The latest data out of the Association of American Railroads has been released. While a month ago the weekly YoY decline hit a very troublesome -17.1%, the last weekly decline added another almost 3% to the deterioration, and is now down -19.8% for Week 36. Cumulative traffic decline is flat at -18.4%. Including intermodal traffic or ton-miles in the calculation does nothing to improve the conclusion. Not a single “carload originated” category has improved, and in fact even the relatively stable ones from the prior update have slumped.



Table: Weekly Traffic of Major US Railroads for week ending Sept 12, 2009 (Source: Naked Capitalism)

Another sign of the weakness in the real economy can be seen from the slide in the crude oil prices, which did not benefit at all from the weakness in the USD (unlike gold). From Chart 1 below, we can see that WTIC has broken below its 100-day SMA line yesterday.

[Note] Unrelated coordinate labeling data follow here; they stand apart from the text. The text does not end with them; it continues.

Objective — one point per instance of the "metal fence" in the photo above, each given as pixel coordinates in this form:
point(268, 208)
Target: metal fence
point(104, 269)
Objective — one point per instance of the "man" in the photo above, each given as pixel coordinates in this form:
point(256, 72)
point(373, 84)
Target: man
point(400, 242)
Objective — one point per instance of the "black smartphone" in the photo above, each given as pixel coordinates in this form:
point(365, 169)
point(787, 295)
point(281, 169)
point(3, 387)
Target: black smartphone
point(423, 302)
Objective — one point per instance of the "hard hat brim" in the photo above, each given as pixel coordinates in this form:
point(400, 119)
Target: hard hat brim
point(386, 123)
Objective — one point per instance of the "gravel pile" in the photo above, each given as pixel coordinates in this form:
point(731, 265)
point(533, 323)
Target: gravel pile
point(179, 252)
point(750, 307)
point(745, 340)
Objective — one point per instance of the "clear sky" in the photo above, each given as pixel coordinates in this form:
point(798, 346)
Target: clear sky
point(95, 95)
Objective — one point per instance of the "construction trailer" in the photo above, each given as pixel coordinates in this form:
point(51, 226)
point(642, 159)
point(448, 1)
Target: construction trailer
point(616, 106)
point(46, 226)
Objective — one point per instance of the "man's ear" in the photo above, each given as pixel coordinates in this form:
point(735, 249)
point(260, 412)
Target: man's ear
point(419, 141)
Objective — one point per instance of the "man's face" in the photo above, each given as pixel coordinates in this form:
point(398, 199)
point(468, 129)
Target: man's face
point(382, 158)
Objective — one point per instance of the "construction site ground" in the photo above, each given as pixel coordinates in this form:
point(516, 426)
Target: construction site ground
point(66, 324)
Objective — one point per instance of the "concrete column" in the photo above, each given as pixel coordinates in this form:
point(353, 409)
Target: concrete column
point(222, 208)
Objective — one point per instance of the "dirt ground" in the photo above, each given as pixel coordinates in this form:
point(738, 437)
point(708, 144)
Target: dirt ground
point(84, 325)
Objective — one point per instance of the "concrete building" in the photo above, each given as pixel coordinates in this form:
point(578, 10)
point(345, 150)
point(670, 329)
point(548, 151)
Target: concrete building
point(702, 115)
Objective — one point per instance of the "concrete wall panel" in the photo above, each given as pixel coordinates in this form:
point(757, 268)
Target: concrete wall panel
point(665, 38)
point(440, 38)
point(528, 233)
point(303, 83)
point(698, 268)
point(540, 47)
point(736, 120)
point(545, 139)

Chart 1: WTIC's daily chart as at 24/9/2009 (Source: Stockcharts.com)

Finally, it is worth noting that BDI has broken below its short-term uptrend line (see Chart 2 below). While we have noted in an earlier post that the poor performance of BDI is partly attributable to the capacity glut, the breakdown of the uptrend line for BDI could signal slowdown in international trades & a possible relapse of the current timid economic recovery.


Chart 2: Baltic Drybulk Rates' daily chart as at September 24, 2009 (courtesy of Investment.tools.com)

6 comments:

solomon said...

Indeed, the BDI is foretelling the economy is slow moving this quarter. Increased of oil supply reported by IEA also concurred with the opinion.

Still, I am waiting for the unexpected October dip.

What say u, Alex?

JR said...

Hi Mr. Alex,

Will the weakness in the crude oil cause O&G stocks to move in the similiar direction or sideways?

Any possibility for the WTIC to dip further in the 4Q say reaching the 200MA?

Thanks for your feedback.

BR

小偉 said...

Hi,
Nice blog. I am having a blog about investments in Bursa as well as mutual funds. I have written other topics on my blog too.

Would you like to link our blog together?

http://eblog-entrepreneur.blogspot.com

Alex Lu said...

Hi Solomon,

Equity markets look toppish. A 5-10% correction could happen anytime. In view of this outlook, I think it is prudent to reduce our exposure to the market in the 4th quarter.

Alex Lu said...

Hi JR,

Crude Oil looks pretty weak & could test the USD60 support soon. If this happened, O&G stocks would likely to be dragged down.

Alex Lu said...

Hi Greenleaf,

Thanks for the suggestion. Let me chew on it for a while. I will get back to you.